An international team of scientists from University of Glasgow, UK, Chinese Academy of Sciences, China, Institute of Solar Terrestrial Physics, Russia, West Kentucky University, USA, National Academy of Sciences of Ukraine, Ukraine and Indian Institute of Science, Education and Research (IISER)- Pune, India have proposed a novel method to accurately study radio observations of the sun.

While staring at the sun, a question that sometimes pop-up is, how do we know what the sun is made of, if the light from the sun is blindingly bright to our instruments? We study such objects by looking at them through forms of light other than visible light. This could include radio, Infrared, x-rays and UV rays. Solar radio observations or observing the radio waves emitted by the star, especially, could reveal unique insights into the outer solar atmosphere.

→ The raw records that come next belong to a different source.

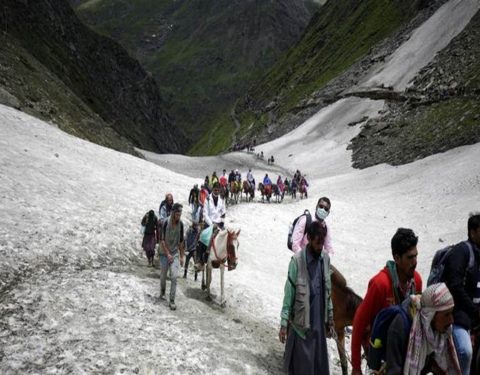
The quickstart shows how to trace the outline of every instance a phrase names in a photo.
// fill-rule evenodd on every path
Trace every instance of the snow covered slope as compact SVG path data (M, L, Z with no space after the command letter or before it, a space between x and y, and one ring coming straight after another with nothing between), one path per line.
M333 264L357 293L391 258L401 226L420 237L426 277L434 251L464 239L469 212L480 210L480 144L354 170L346 145L358 126L349 124L382 107L357 98L332 104L258 146L275 156L268 166L242 152L146 154L156 165L0 106L0 373L279 373L287 227L323 195L332 200ZM142 255L142 215L167 192L186 203L192 184L214 170L245 175L248 167L257 181L301 169L309 199L229 207L227 224L241 229L241 244L237 270L226 273L227 307L207 303L189 274L171 312L158 298L158 269ZM336 374L334 348L329 342Z

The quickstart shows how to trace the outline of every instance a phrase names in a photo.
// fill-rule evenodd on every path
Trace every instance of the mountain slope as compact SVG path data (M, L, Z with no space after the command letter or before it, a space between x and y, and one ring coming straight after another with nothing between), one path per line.
M402 97L352 140L354 166L399 165L480 142L480 11Z
M82 20L120 41L153 73L192 145L298 40L318 9L305 0L72 3Z
M410 20L418 7L419 2L399 0L328 1L298 44L236 106L245 138L270 139L269 133L278 136L303 122L310 113L292 117L308 106L310 96Z
M155 81L117 43L87 29L66 0L3 5L0 77L13 104L124 151L182 151Z

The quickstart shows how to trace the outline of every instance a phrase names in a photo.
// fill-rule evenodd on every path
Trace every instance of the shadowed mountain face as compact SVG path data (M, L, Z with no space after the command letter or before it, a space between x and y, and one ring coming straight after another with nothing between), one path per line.
M86 28L66 0L2 6L0 85L17 107L122 151L184 150L156 82L118 43Z
M229 117L235 100L298 41L319 8L305 0L71 3L85 23L118 40L153 73L192 145L214 120Z

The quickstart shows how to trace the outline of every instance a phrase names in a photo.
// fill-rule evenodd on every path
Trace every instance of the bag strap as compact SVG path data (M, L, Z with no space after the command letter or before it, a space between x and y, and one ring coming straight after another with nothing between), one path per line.
M469 258L468 258L468 269L471 270L473 269L473 266L475 265L475 254L473 252L473 247L472 247L472 244L470 243L470 241L464 241L466 244L467 244L467 247L468 247L468 255L469 255Z
M305 228L303 228L303 234L305 235L307 228L312 224L312 215L309 210L305 210L303 214L305 215Z

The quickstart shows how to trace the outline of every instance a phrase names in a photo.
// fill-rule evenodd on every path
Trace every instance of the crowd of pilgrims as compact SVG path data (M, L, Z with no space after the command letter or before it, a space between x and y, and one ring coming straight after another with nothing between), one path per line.
M254 192L256 189L256 182L251 169L249 169L246 173L245 181L249 183L250 188ZM238 169L232 169L228 176L225 169L223 170L221 176L217 176L217 172L214 171L211 176L205 176L205 180L200 188L198 187L198 184L193 186L192 190L190 191L188 202L190 205L192 205L192 208L193 205L197 203L203 205L205 198L211 193L213 186L217 183L220 185L221 196L225 197L233 188L236 188L240 191L243 188L242 182L242 174ZM262 188L266 187L272 192L278 192L278 195L281 196L282 200L285 194L290 194L292 197L296 198L296 193L299 191L300 187L305 190L305 196L308 197L307 188L309 184L306 179L306 175L302 174L298 169L294 173L293 178L290 180L288 177L283 179L281 175L278 175L275 182L272 182L268 176L268 173L266 173L263 177L263 180L261 180L261 184Z
M290 187L302 178L297 171L291 181L279 176L277 184ZM220 177L215 172L207 176L200 189L195 185L188 198L191 225L185 233L180 219L183 206L174 203L171 193L161 202L158 218L153 210L143 217L142 246L149 266L154 264L155 247L159 244L162 299L165 299L166 275L171 273L169 306L172 310L176 309L176 279L180 270L183 267L186 278L193 258L196 280L196 273L208 256L208 242L200 241L202 230L223 229L226 205L222 189L241 181L238 170L232 170L228 176L223 170ZM246 181L255 187L251 170ZM263 184L272 184L268 175ZM330 266L333 246L326 221L330 209L330 199L321 197L314 214L301 215L293 228L293 256L288 266L278 333L279 340L285 343L283 366L289 374L329 374L330 371L326 339L335 338L331 298L333 266ZM479 356L474 353L479 351L480 339L472 342L471 337L480 326L480 214L470 215L467 233L465 241L448 249L448 256L442 260L441 280L423 290L422 278L416 271L418 237L412 229L398 228L390 243L392 259L370 279L354 315L352 375L363 373L362 347L369 356L378 349L383 353L381 366L373 368L375 374L479 373ZM376 318L393 307L391 311L395 315L385 328L386 342L381 343L383 347L376 347L376 340L370 341Z

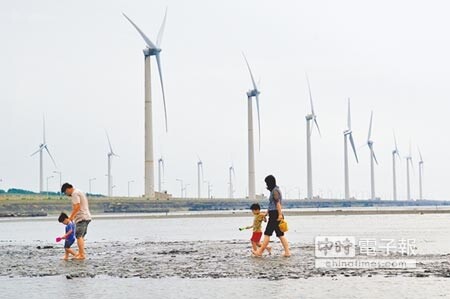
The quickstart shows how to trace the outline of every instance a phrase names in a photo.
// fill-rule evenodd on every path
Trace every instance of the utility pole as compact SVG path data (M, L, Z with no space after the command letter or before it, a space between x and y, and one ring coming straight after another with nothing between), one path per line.
M92 194L92 181L95 181L97 178L90 178L89 179L89 194Z
M61 194L61 186L62 186L62 172L61 171L53 171L53 173L56 173L59 175L59 188L58 188L58 193L59 193L59 199L62 199L62 194ZM48 188L47 188L48 189Z
M134 183L134 180L128 181L128 197L130 197L130 184Z
M48 180L50 180L50 179L52 179L52 178L53 178L52 175L47 177L47 199L50 198L50 197L48 196Z

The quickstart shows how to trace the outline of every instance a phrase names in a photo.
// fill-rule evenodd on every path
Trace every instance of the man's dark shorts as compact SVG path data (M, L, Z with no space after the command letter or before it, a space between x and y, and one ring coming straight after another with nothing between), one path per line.
M87 234L87 228L91 220L82 220L76 224L75 238L84 238Z

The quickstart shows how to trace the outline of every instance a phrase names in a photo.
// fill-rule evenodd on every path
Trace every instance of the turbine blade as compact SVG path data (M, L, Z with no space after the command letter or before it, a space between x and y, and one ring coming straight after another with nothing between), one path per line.
M352 117L351 117L351 112L350 112L350 98L348 98L348 113L347 113L347 127L349 130L352 129ZM350 135L351 136L351 135Z
M139 32L139 34L142 36L142 38L144 39L144 41L145 41L145 43L147 44L147 46L148 46L150 49L157 49L157 47L155 46L155 44L152 43L152 41L144 34L144 32L142 32L142 30L139 29L139 27L138 27L135 23L133 23L133 21L132 21L129 17L127 17L126 14L124 14L124 13L122 13L122 14L123 14L123 16L131 23L131 25L133 25L133 27Z
M36 155L37 153L39 153L42 150L42 148L39 148L37 151L35 151L34 153L32 153L30 155L30 157L33 157L34 155Z
M358 154L356 153L355 142L353 141L353 134L349 135L350 144L352 145L353 153L355 154L356 162L359 163Z
M378 165L378 160L377 160L377 157L375 156L375 152L373 149L372 149L372 156L373 156L373 159L375 160L375 163L377 163L377 165Z
M398 149L398 146L397 146L397 136L395 135L395 132L394 132L394 145L395 145L395 149L397 150L397 149Z
M258 94L256 94L256 110L258 112L259 150L261 151L261 118L259 115L259 96L258 96Z
M367 136L367 141L370 141L370 138L372 137L372 121L373 121L373 111L370 113L369 135Z
M159 48L161 46L163 34L164 34L164 28L166 27L166 19L167 19L167 7L166 12L164 14L164 19L162 21L161 27L159 28L158 37L156 38L156 46Z
M308 93L309 93L309 102L310 102L310 105L311 105L311 114L313 116L315 116L316 114L314 112L313 98L312 98L312 93L311 93L311 85L309 84L308 74L305 73L305 75L306 75L306 83L308 84Z
M319 136L322 137L322 133L320 132L319 123L317 122L316 117L314 117L314 124L316 125L317 131L319 132Z
M42 115L42 135L43 135L43 144L46 144L46 140L45 140L45 116Z
M419 151L420 162L423 162L422 153L420 152L420 148L417 148L417 150Z
M255 78L253 77L253 73L252 73L252 70L250 68L250 64L248 63L247 57L245 57L244 52L242 52L242 56L244 56L245 63L247 64L247 68L248 68L248 71L250 73L250 77L252 79L253 89L254 90L258 90L258 87L256 86L256 83L255 83Z
M395 145L395 154L401 160L400 152L399 152L398 146L397 146L397 136L395 135L395 132L394 132L394 145Z
M114 151L113 151L112 146L111 146L111 140L109 139L108 131L105 130L105 133L106 133L106 138L108 138L109 152L110 152L112 155L114 155Z
M166 124L166 132L168 132L168 127L167 127L166 93L164 92L164 83L163 83L162 70L161 70L161 58L160 58L160 56L159 56L159 53L156 54L155 56L156 56L156 63L158 64L159 79L160 79L160 81L161 81L161 89L162 89L163 104L164 104L164 120L165 120L165 124Z
M50 156L50 158L52 159L53 165L55 165L56 168L58 168L58 166L56 165L55 159L53 159L52 154L50 154L50 151L47 148L47 145L44 146L45 150L47 151L48 155Z

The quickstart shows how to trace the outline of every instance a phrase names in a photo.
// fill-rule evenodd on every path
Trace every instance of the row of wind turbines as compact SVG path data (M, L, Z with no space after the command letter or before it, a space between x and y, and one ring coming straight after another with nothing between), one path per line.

One challenge in studying the radio waves, however, is distinguishing the intrinsic properties of the source of the radio waves from the effects of radio wave propagation. As the corona of the Sun, an area of intense magnetic fields and high temperatures, affects the propagation of the radio waves, studying the source of the waves would require eliminating the effects of the corona, during calculations.

In the new study, the scientists have been able to characterize the fine structures produced during a radio burst or a solar flare emitting radio waves. Using Low Frequency Array telescopes, that provides high-time resolution images and allows imaging the sun at scales much smaller than that of radio wave propagation on the sun, the scientists were able to quantitatively characterize the frequency and spatial properties of the propagating radio wave on the solar surface.

Their observations have shown that the spatial characteristics or the manner in which a wave propagates is guided by the effects of radio wave propagation more than that of the intrinsic emission source of the waves. These observations could allow for better models of the solar surface, with a better accuracy of source brightness temperatures, giving us an accurate picture of our parent star- the Sun.